A1: We agree with your point that LLM-based models are almost all within the paradigm of the art of alchemy. However, we also need to highlight existing has already demonstrated a certain degree of interpretability and generalization. For instance, the CoT generated by question decomposition module of Keqing can be used to interpret the logic of multi-hop question answering, which can help users to understand the process of answer generation and determine whether to adopt this answer.
For the performance, we believe that our performance can be further improved with more powerful LLMs and we will included their results in our next iteration of revision.
W2: A small mistake is that Authors forgot to remove the reference to the Appendix, which resulted in Appendix ?? everywhere in the text. A2: Thanks for pointing out this typo, we have fixed it in the updated version of the paper.
Q1: In Section 4.2, there is a sentence "we believe the performance of Keqing can be further improved with more powerful LLMs, like LLmMA-2", and will include the results in the future. How is the related with the primary method by Question-decomposition using Knowledge bases?
A1: Since our experiments finetuning LLMs to finish question decomposition, and we currently use a finetuned LLaMA-7B model to assist decompose input questions, where the results of question decomposition will heavily influence the performance of generated answers, and we believe this stage can be improved by finetuning more powerful LLMs.
Q2: What if applying this method for the CoT logic reasoning? Could Keqing outperforms the SOTA level? A2: Actually, the decomposed sub-questions according to predefined question template can be already treated as the CoT for multi-hop question answering. And we are very willing to include comparison of CoT logic reasoning in our feature work.

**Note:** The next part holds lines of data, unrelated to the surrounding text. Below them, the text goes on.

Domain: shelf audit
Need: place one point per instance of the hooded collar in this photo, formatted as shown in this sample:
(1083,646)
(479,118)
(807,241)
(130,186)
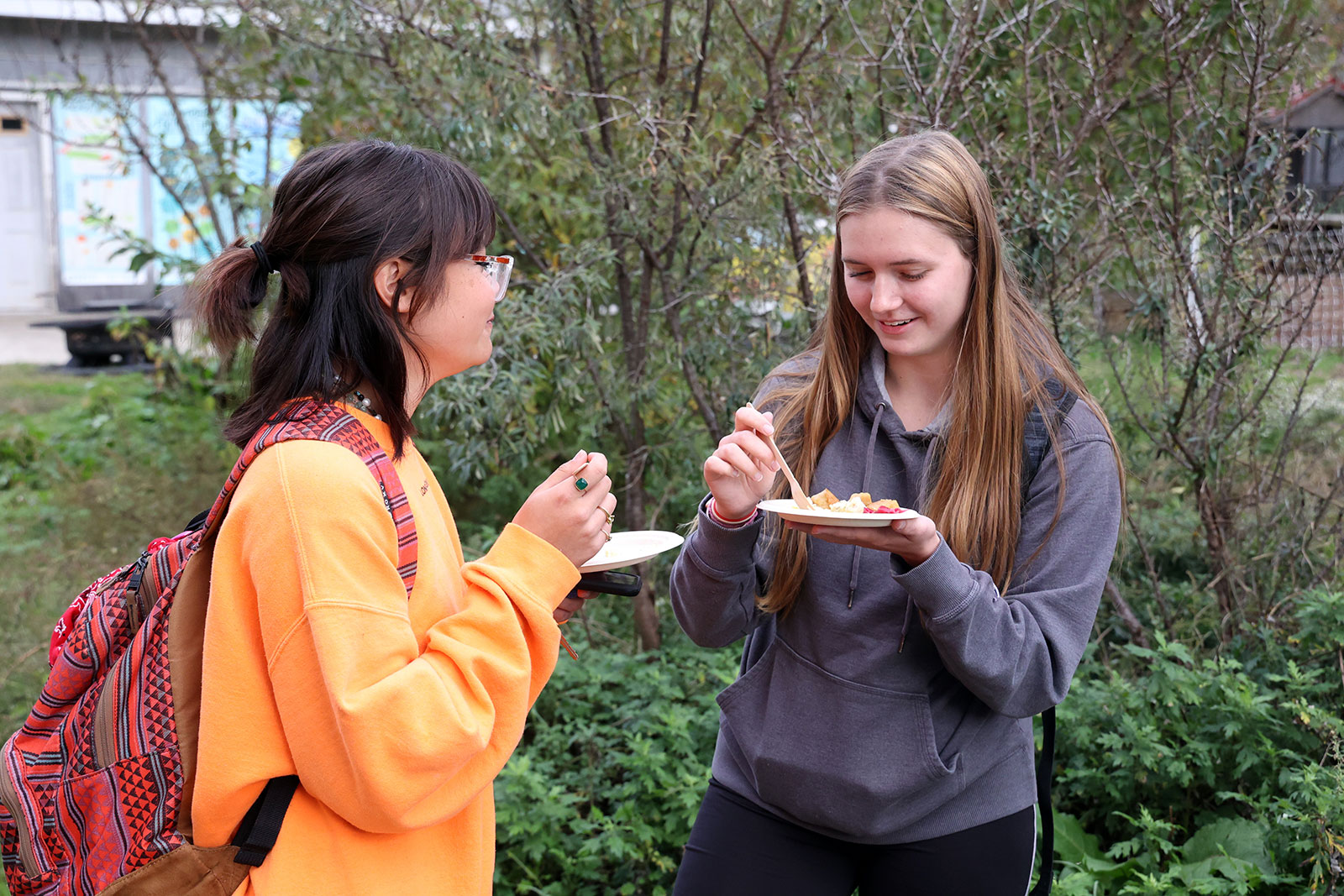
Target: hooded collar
(873,394)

Q3: Can you provide one error case to illustrate the limitation of the current Keqing system?
A3: Thanks for your suggestions, we have further analyzed the potential causes leading to Keqing’s failure and presented three representative failure examples (decomposition failed; retrieval failed; reasoning failed) in Appendix. Please refer to Appendix E in the updated version of the paper, new added content is marked in blue.
"However, we also need to highlight existing has already demonstrated a certain degree of interpretability and generalization. For instance, the CoT generated by question decomposition module of Keqing can be used to interpret the logic of multi-hop question answering"
You are right, CoT introduces the structure into the reasoning of LLMs by decomposing a complex task into several intermediate steps. But these intermediate steps remain black boxes. The "certain degree of interpretability" are built upon these black boxes. The real challenge is not how to decompose, but how to solve these intermediate steps. CoT is only a fig leaf.
We thank the reviewer for joining the discussion!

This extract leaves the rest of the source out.